Elle s’appelle Maya ou peut être Gwendoline. Elle a huit ou peut être neuf ans. Elle semble épanouie dans les faits : la natation, les copines à l’école, le dessin, les jouets…Elle est « sage et obéissante ». Elle est peut être votre voisine ou la gamine qui fait de la balançoire devant vos yeux.

En France, 1 habitant sur quatre connaît, au sein de son entourage, une victime d’inceste.

Constat alarmant pour le Collectif Féministe Contre le Viol (CFCV) qui, avec son agence de communication Paris en Australie, a réalisé une vidéo de 35 secondes à destination d’Internet et des réseaux sociaux, dès ce mardi 21 janvier, avant d’être diffusée à la télévision, la semaine prochaine.
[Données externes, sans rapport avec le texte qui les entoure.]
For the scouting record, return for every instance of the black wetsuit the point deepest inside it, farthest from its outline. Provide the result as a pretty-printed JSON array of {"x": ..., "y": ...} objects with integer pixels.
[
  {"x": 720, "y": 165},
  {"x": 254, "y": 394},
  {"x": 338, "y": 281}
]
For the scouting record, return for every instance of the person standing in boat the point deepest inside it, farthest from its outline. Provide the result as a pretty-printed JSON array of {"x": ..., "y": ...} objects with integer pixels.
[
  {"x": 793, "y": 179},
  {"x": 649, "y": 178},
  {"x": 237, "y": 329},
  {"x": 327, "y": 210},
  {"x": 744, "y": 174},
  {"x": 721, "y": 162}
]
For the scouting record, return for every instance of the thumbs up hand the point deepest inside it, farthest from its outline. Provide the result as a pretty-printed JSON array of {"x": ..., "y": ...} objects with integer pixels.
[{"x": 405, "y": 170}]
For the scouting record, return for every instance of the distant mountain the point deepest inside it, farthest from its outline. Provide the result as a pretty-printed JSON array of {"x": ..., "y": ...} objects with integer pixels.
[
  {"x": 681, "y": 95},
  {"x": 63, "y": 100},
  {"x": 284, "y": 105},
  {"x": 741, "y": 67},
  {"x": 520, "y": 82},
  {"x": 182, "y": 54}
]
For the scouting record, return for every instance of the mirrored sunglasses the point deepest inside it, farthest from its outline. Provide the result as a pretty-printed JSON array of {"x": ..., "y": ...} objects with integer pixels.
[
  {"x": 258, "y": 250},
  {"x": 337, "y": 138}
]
« Tout ça parce qu’elle écoute son papa qui lui dit que c’est normal, que tout le monde fait ça et que les papas ont toujours raison. »

L’objectif du Collectif est de lutter contre l’inceste qui depuis septembre 2011 a disparu du Code Pénal. Selon le Conseil Constitutionnel, la définition n’était pas assez précise, d’où cette décision.
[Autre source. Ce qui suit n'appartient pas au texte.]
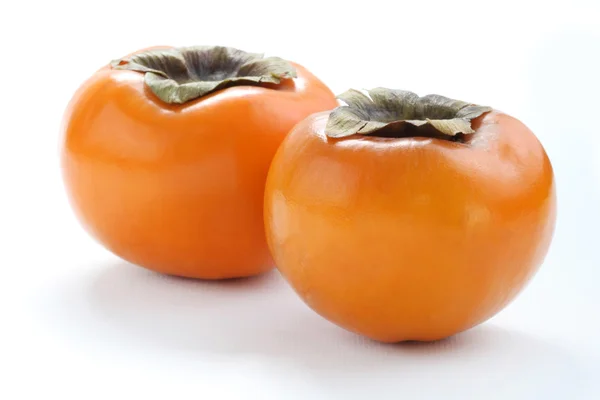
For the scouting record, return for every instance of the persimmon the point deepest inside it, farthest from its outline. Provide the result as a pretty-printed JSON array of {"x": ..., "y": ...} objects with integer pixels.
[
  {"x": 165, "y": 154},
  {"x": 406, "y": 218}
]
L’inceste est une relation sexuelle au sein du cadre familial ce qui relate d’un interdit mais pour CFCV, il est primordial de préciser qu’«un enfant n’est jamais consentant », avant d’ajouter « L’inceste est toujours un crime. Changeons la loi. » Un crime passible de 20 ans de prison, aujourd’hui. Mais un crime encore trop courant.
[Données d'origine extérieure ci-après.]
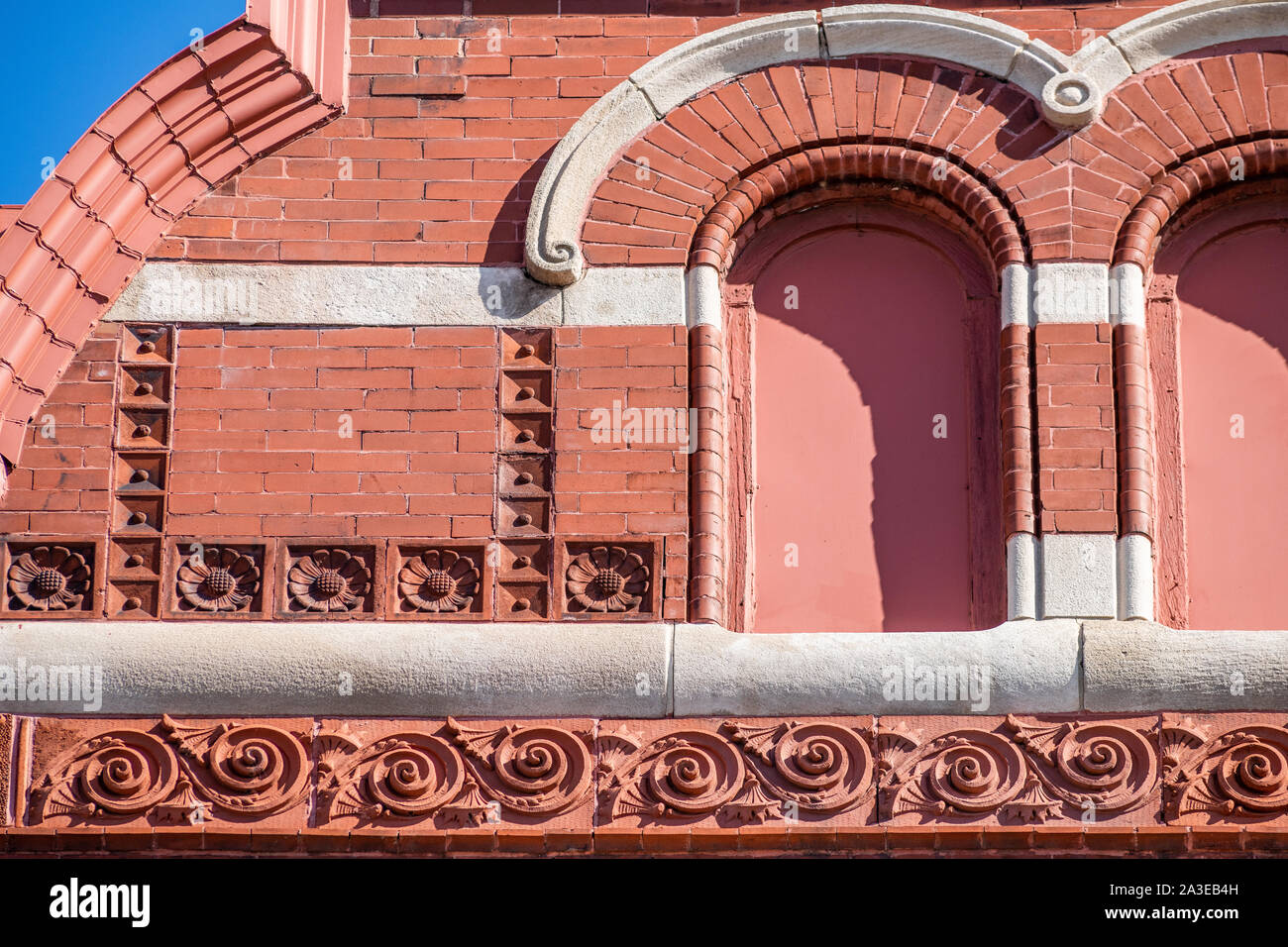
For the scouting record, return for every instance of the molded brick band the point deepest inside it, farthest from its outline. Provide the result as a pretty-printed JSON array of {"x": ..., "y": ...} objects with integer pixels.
[
  {"x": 643, "y": 671},
  {"x": 713, "y": 239},
  {"x": 1134, "y": 440},
  {"x": 1017, "y": 406},
  {"x": 386, "y": 295},
  {"x": 1137, "y": 240},
  {"x": 627, "y": 785},
  {"x": 707, "y": 475}
]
Un sondage, réalisé par l’Ipsos en 2009, a en effet relaté que le nombre de victimes d’inceste s’élevait à 2 millions d’individus en France. 52% des quelques 8 000 individus qui composent chaque année le numéro vert de SOS Viols admettent que les faits remontent à l’enfance lorsque l’on creuse un peu.

L’inceste est encore tabou. Il détruit le cadre familial. Non, Maya ou Gwendoline, ce n’est pas normal, ton papa il n’a pas le droit de te faire ça. Ni personne d’autre d’ailleurs.